# BB's Energy F/O



## SoSoapy (Jul 16, 2012)

I am going to be soaping brambleberry's energy tomorrow and I can't find their suggested usage. 

Does 1 oz per lb oils sound okay for this fragrance? 

thanks for reading


----------



## Genny (Jul 16, 2012)

I think that fo should be in BB's fragrance calculator
http://www.brambleberry.com/Pages/Fragr ... lator.aspx


----------



## Loolee (Jul 17, 2012)

I never knew they had a fragrance calculator!  So good to know!!


----------



## Loolee (Jul 17, 2012)

and sosoapy, I have this same fragrance.  Let me know how you like it in your soaps!


----------



## pgnlady (Jul 17, 2012)

I've soaped this twice now at .8ppo and it has been plenty strong.  Great scent to work with, no A or D and it sticks for a long time.  Everyone seems to love this scent, it's my mom's favorite too.


----------



## SoapySmurf (Jul 17, 2012)

I haven't used it in soap yet.  Only thing I have put in in so far is a solid bubble bath and everyone has loved it.  Nice and strong scent even though I only used 2ml's to about 3 cups of dry mix.

I personally love this scent cause it reminds me of ripping open a fresh bag of Gummy Bears.

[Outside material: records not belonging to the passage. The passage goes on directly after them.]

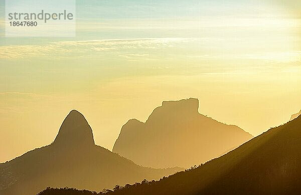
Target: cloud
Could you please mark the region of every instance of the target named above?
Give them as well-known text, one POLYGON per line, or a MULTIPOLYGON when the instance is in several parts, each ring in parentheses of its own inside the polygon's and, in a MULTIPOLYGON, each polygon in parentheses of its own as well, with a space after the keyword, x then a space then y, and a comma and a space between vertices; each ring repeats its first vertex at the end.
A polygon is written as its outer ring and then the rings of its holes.
MULTIPOLYGON (((89 55, 93 52, 116 52, 122 49, 156 49, 170 46, 173 43, 187 41, 188 38, 145 38, 61 41, 45 45, 9 45, 0 46, 0 59, 16 59, 30 57, 68 58, 89 55)), ((147 54, 133 53, 132 57, 143 57, 147 54)))

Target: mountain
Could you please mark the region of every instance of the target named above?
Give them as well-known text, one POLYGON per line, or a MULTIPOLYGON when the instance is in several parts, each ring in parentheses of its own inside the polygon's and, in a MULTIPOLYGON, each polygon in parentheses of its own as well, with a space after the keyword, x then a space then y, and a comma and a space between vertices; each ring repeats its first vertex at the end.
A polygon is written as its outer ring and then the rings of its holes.
POLYGON ((0 194, 32 195, 49 186, 100 191, 179 170, 143 167, 95 145, 88 122, 72 110, 53 143, 0 164, 0 194))
POLYGON ((164 101, 145 122, 124 124, 113 151, 152 167, 189 167, 219 156, 253 136, 199 113, 199 101, 164 101))
POLYGON ((298 113, 292 115, 289 120, 293 120, 300 115, 301 115, 301 110, 300 110, 300 111, 298 113))
POLYGON ((299 194, 300 148, 299 116, 198 167, 106 194, 299 194))

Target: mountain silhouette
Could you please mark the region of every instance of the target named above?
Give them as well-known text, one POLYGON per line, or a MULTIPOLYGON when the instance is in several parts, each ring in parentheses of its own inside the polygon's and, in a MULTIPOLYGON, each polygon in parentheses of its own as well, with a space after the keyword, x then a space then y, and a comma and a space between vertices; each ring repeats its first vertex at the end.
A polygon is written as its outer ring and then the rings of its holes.
POLYGON ((48 186, 100 191, 179 170, 143 167, 95 145, 88 122, 72 110, 53 143, 0 164, 0 194, 32 195, 48 186))
MULTIPOLYGON (((301 116, 197 167, 99 194, 300 194, 301 116)), ((75 194, 71 190, 70 195, 75 194)), ((47 189, 39 195, 60 195, 47 189)), ((92 193, 91 193, 92 194, 92 193)))
POLYGON ((289 119, 289 120, 293 120, 300 115, 301 115, 301 110, 300 110, 300 111, 299 112, 298 112, 297 113, 292 114, 291 115, 291 116, 290 117, 290 119, 289 119))
POLYGON ((233 149, 253 136, 199 113, 199 101, 164 101, 146 122, 129 120, 113 151, 138 164, 162 168, 189 167, 233 149))

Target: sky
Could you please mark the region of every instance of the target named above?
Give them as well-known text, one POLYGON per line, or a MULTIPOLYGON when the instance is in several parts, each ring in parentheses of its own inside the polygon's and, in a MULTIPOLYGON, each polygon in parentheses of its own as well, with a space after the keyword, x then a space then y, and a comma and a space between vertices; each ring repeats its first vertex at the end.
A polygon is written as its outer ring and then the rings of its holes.
POLYGON ((164 100, 257 135, 301 109, 298 1, 77 1, 76 36, 6 37, 0 2, 0 162, 51 143, 82 113, 111 150, 164 100))

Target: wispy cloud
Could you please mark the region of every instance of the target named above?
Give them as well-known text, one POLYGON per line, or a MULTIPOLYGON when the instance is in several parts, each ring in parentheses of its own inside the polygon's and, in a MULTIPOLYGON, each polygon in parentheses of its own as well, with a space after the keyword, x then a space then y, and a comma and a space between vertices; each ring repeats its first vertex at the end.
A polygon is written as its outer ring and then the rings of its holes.
MULTIPOLYGON (((188 38, 145 38, 105 39, 80 41, 61 41, 45 45, 10 45, 0 46, 0 58, 14 59, 33 56, 51 55, 67 57, 68 54, 76 56, 89 54, 89 52, 109 52, 128 49, 155 49, 162 46, 170 45, 191 40, 188 38)), ((132 56, 141 57, 145 54, 134 53, 132 56)), ((147 55, 147 54, 146 54, 147 55)))

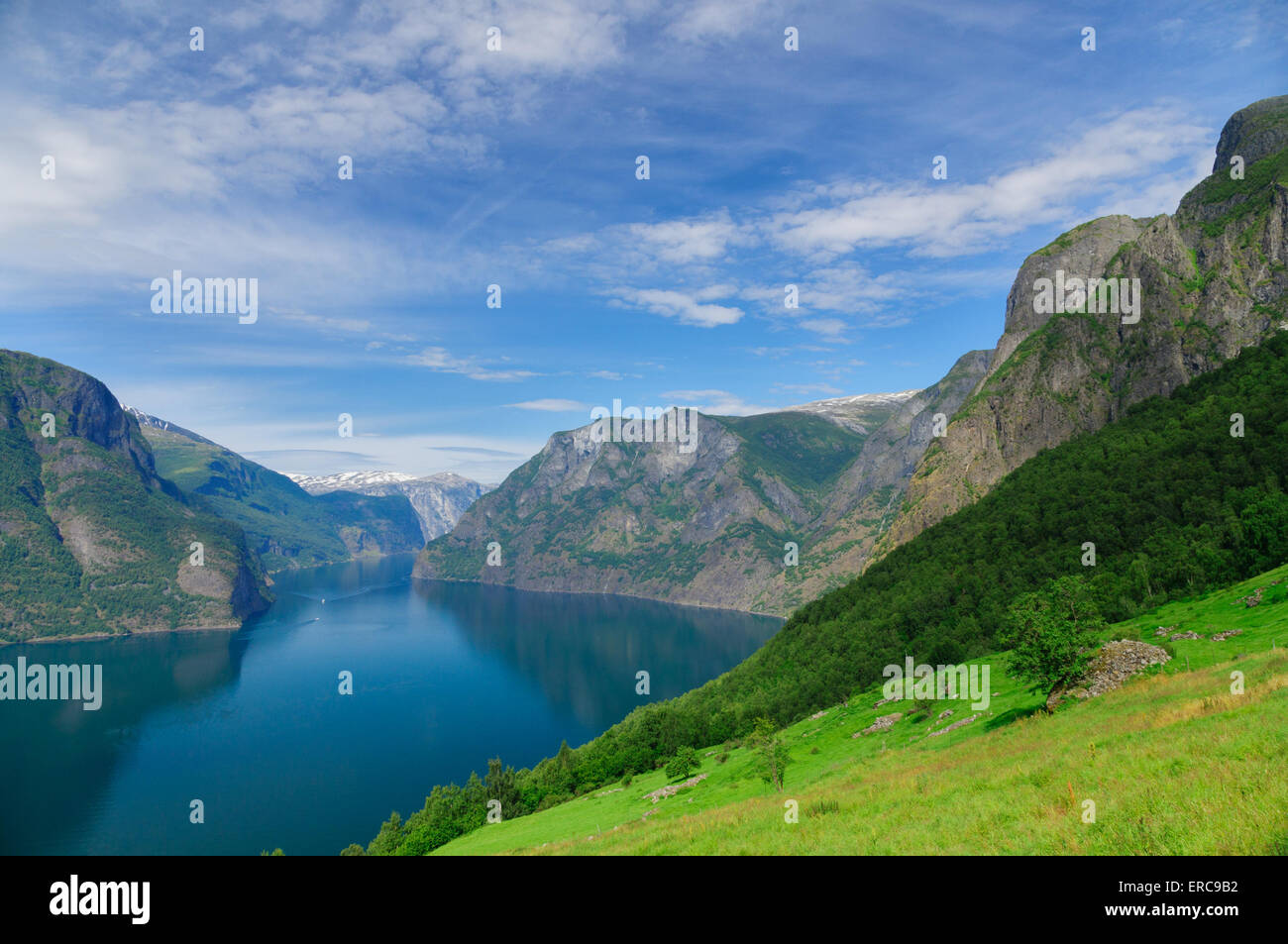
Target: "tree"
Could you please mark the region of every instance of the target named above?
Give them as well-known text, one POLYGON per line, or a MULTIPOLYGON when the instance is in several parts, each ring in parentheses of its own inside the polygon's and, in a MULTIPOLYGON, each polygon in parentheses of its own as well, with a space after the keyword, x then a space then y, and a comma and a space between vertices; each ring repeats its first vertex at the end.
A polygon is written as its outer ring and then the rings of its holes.
POLYGON ((778 730, 768 717, 757 717, 751 734, 747 737, 747 747, 760 778, 770 784, 779 793, 783 789, 783 769, 791 762, 787 744, 778 739, 778 730))
POLYGON ((999 640, 1011 647, 1011 674, 1050 702, 1056 689, 1082 679, 1104 630, 1087 582, 1060 577, 1011 603, 999 640))
POLYGON ((698 753, 692 747, 681 747, 675 756, 666 762, 666 775, 672 780, 681 780, 702 766, 698 753))
POLYGON ((398 844, 403 838, 402 817, 398 810, 389 814, 389 819, 380 827, 376 838, 367 845, 367 855, 393 855, 398 844))

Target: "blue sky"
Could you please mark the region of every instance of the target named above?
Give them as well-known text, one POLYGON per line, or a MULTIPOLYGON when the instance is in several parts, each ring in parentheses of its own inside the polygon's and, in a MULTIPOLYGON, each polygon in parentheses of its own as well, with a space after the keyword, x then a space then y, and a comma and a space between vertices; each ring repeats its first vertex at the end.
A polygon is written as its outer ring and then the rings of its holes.
POLYGON ((1247 0, 85 6, 0 0, 0 345, 312 474, 925 386, 1025 255, 1173 211, 1288 91, 1247 0), (155 314, 174 269, 256 278, 259 319, 155 314))

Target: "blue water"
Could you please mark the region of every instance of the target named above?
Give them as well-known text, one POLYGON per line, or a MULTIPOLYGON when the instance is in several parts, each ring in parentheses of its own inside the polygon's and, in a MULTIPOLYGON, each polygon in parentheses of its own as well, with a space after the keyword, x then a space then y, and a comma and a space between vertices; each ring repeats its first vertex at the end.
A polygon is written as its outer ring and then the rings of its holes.
POLYGON ((412 560, 278 574, 277 603, 240 632, 0 648, 0 663, 99 663, 104 689, 99 711, 0 702, 0 853, 334 855, 435 783, 576 747, 781 625, 411 581, 412 560))

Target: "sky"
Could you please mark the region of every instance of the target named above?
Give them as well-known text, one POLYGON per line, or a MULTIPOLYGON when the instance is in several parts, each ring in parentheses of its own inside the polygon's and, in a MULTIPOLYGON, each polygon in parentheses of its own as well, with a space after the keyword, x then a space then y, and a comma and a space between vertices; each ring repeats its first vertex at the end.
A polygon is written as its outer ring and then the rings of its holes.
POLYGON ((1258 0, 0 0, 0 346, 304 474, 918 389, 1285 50, 1258 0), (176 269, 258 317, 153 310, 176 269))

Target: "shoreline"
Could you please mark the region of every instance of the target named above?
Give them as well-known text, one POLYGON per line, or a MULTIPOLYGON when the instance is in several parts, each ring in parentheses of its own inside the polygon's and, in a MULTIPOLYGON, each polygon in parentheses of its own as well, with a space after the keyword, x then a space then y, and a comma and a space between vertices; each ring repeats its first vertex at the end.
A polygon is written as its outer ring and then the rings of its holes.
POLYGON ((133 639, 134 636, 158 636, 167 632, 237 632, 246 626, 228 623, 223 626, 176 626, 164 630, 134 630, 131 632, 80 632, 75 636, 32 636, 31 639, 0 639, 0 649, 8 645, 39 645, 41 643, 91 643, 104 639, 133 639))
POLYGON ((791 617, 778 616, 777 613, 762 613, 755 609, 738 609, 737 607, 717 607, 714 603, 680 603, 677 600, 663 600, 658 596, 644 596, 643 594, 609 594, 603 590, 544 590, 541 587, 519 587, 514 583, 489 583, 488 581, 480 580, 460 580, 459 577, 420 577, 412 571, 411 578, 413 581, 425 581, 426 583, 477 583, 480 587, 504 587, 505 590, 518 590, 524 594, 572 594, 576 596, 623 596, 629 600, 650 600, 652 603, 661 603, 667 607, 689 607, 692 609, 717 609, 723 613, 741 613, 743 616, 757 616, 766 617, 769 619, 778 619, 786 623, 791 617))

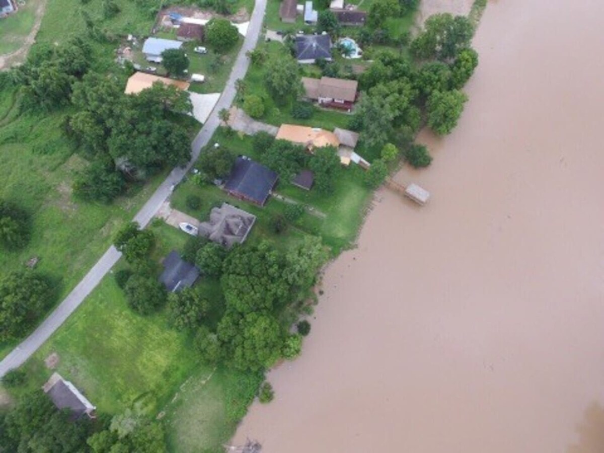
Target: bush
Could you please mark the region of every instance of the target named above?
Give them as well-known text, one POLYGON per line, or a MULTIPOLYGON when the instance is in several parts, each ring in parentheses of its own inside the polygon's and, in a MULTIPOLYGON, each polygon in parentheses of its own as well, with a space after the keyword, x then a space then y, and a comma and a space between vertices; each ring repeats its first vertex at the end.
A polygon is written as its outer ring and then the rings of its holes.
POLYGON ((273 216, 271 219, 271 228, 275 233, 280 234, 283 233, 287 228, 288 222, 286 221, 285 217, 280 214, 273 216))
POLYGON ((275 391, 272 390, 272 385, 270 382, 265 381, 258 391, 258 400, 263 404, 266 404, 272 401, 274 397, 275 391))
POLYGON ((11 370, 4 374, 2 383, 8 388, 18 387, 25 382, 25 372, 22 370, 11 370))
POLYGON ((423 145, 412 145, 405 153, 405 157, 410 165, 416 169, 428 167, 432 162, 432 156, 423 145))
POLYGON ((297 120, 308 120, 314 113, 315 106, 309 102, 295 102, 292 108, 292 116, 297 120))
POLYGON ((132 275, 132 271, 129 269, 120 269, 114 275, 114 278, 117 286, 123 289, 132 275))
POLYGON ((310 323, 306 320, 301 321, 296 324, 296 328, 298 329, 298 333, 302 336, 306 336, 310 333, 310 323))
POLYGON ((252 147, 254 150, 260 154, 268 150, 275 142, 275 137, 268 132, 261 130, 254 134, 252 138, 252 147))
POLYGON ((283 210, 283 214, 288 221, 294 222, 302 217, 304 211, 304 206, 292 203, 286 205, 285 209, 283 210))
POLYGON ((185 204, 189 209, 196 211, 201 206, 201 198, 197 195, 188 195, 185 200, 185 204))
POLYGON ((243 101, 243 111, 252 118, 260 118, 264 115, 264 103, 259 96, 250 94, 243 101))

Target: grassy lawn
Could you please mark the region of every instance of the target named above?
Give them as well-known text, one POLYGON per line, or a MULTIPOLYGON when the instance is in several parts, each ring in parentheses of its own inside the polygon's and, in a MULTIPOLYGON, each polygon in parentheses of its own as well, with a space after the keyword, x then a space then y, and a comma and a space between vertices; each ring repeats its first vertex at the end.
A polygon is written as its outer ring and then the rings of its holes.
POLYGON ((30 0, 19 10, 1 19, 0 26, 0 54, 13 52, 21 47, 31 31, 36 21, 36 10, 40 0, 30 0))
MULTIPOLYGON (((265 42, 259 45, 259 47, 265 49, 269 56, 278 54, 280 52, 286 52, 285 47, 279 42, 265 42)), ((304 66, 303 68, 304 75, 312 77, 320 77, 320 71, 315 66, 304 66)), ((350 120, 350 115, 335 110, 327 110, 315 108, 315 112, 312 118, 309 120, 299 120, 292 116, 291 104, 277 105, 274 100, 269 95, 265 86, 264 77, 266 70, 262 66, 249 66, 249 69, 245 76, 247 82, 247 92, 260 96, 264 101, 265 114, 259 118, 260 121, 275 126, 280 126, 285 123, 302 124, 333 130, 335 127, 344 127, 348 126, 350 120)))

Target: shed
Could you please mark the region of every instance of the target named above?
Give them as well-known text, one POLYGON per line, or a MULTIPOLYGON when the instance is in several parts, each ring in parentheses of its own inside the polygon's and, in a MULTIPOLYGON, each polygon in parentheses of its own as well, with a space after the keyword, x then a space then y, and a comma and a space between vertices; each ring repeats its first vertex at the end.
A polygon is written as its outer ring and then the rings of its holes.
POLYGON ((164 272, 159 281, 170 292, 178 292, 190 288, 199 277, 199 269, 181 258, 178 252, 173 250, 162 262, 164 272))
POLYGON ((279 7, 279 17, 281 22, 293 24, 296 21, 298 14, 297 0, 283 0, 279 7))
POLYGON ((178 27, 176 39, 179 41, 203 41, 204 26, 199 24, 182 24, 178 27))
POLYGON ((85 414, 91 419, 95 418, 94 410, 88 399, 76 386, 65 381, 58 373, 53 373, 50 379, 42 387, 42 390, 53 400, 57 408, 68 409, 71 417, 76 420, 85 414))
POLYGON ((430 199, 430 193, 417 184, 411 184, 405 190, 405 194, 416 203, 424 205, 430 199))
POLYGON ((244 156, 235 160, 224 190, 234 197, 263 206, 278 176, 270 169, 244 156))
POLYGON ((296 175, 292 184, 304 190, 310 190, 315 182, 315 175, 310 170, 303 170, 296 175))
POLYGON ((161 63, 163 59, 162 53, 169 49, 179 49, 182 47, 180 41, 173 39, 163 39, 162 38, 150 37, 145 41, 143 45, 143 53, 148 61, 155 63, 161 63))

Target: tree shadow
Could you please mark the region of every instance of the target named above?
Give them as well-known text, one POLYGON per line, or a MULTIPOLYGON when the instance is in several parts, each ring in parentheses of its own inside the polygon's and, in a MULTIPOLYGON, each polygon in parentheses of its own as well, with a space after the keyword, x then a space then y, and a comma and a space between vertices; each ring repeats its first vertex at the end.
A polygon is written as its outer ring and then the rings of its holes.
POLYGON ((568 446, 567 453, 602 453, 604 452, 604 408, 592 403, 576 426, 579 441, 568 446))

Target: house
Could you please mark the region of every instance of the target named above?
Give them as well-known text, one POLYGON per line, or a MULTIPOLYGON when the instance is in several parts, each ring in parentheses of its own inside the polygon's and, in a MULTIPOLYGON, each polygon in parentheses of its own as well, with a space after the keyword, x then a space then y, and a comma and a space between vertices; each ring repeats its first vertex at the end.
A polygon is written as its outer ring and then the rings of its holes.
POLYGON ((297 0, 283 0, 279 7, 279 17, 286 24, 293 24, 298 14, 297 0))
POLYGON ((303 170, 292 181, 292 184, 304 190, 310 190, 315 182, 315 175, 310 170, 303 170))
POLYGON ((199 224, 199 236, 230 248, 245 240, 255 221, 255 216, 223 203, 220 207, 212 208, 208 222, 199 224))
POLYGON ((204 26, 199 24, 181 24, 176 32, 179 41, 203 41, 204 26))
POLYGON ((95 418, 96 408, 71 382, 65 381, 58 373, 53 373, 42 390, 58 409, 71 411, 73 420, 79 419, 85 414, 91 419, 95 418))
POLYGON ((277 174, 270 169, 249 158, 239 156, 235 160, 224 190, 236 198, 263 206, 278 178, 277 174))
POLYGON ((182 90, 188 89, 189 87, 189 83, 182 80, 175 80, 173 79, 161 77, 146 72, 135 72, 128 79, 124 92, 126 94, 137 94, 144 89, 150 88, 153 83, 158 82, 164 85, 173 85, 182 90))
POLYGON ((307 1, 304 6, 304 21, 305 24, 309 25, 316 24, 317 19, 319 17, 319 11, 312 8, 312 2, 307 1))
POLYGON ((367 13, 358 10, 332 9, 336 19, 341 25, 364 25, 367 13))
POLYGON ((339 146, 339 141, 333 132, 307 126, 281 124, 275 138, 303 145, 310 152, 314 148, 330 146, 337 148, 339 146))
POLYGON ((164 272, 159 275, 159 281, 170 292, 178 292, 193 286, 199 278, 199 269, 181 258, 178 252, 173 250, 162 262, 164 272))
POLYGON ((332 39, 329 34, 302 34, 296 36, 296 58, 298 63, 332 60, 332 39))
POLYGON ((179 49, 182 47, 182 43, 180 41, 150 37, 147 39, 143 45, 143 53, 145 54, 147 61, 161 63, 163 60, 161 57, 162 52, 169 49, 179 49))
POLYGON ((14 5, 11 0, 0 0, 0 16, 10 14, 14 10, 14 5))
POLYGON ((323 77, 302 77, 306 96, 320 104, 350 111, 356 100, 356 80, 323 77))

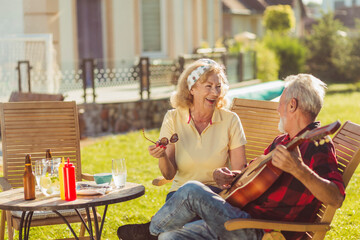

I have to remember to put this on my next order cause all I have of it was one of the little sample bottles.


----------



## Moonblossom (Jul 18, 2012)

I use this frequently in solid bubble bars, soap and bath fizzies. Alittle goes along way I'd agree 0.7 or 0.8 ppo, and it stays fragrant. No problems soaping with it but I soap cool anyway.


----------



## llineb (Aug 19, 2012)

Moonblossom said:
			
		

> I use this frequently in solid bubble bars, soap and bath fizzies. Alittle goes along way I'd agree 0.7 or 0.8 ppo, and it stays fragrant. No problems soaping with it but I soap cool anyway.




Yep...it soaps well with just 0.8 ppo!  The scent last a long time too...I have some soap i made before last Christmas and it still smells!


----------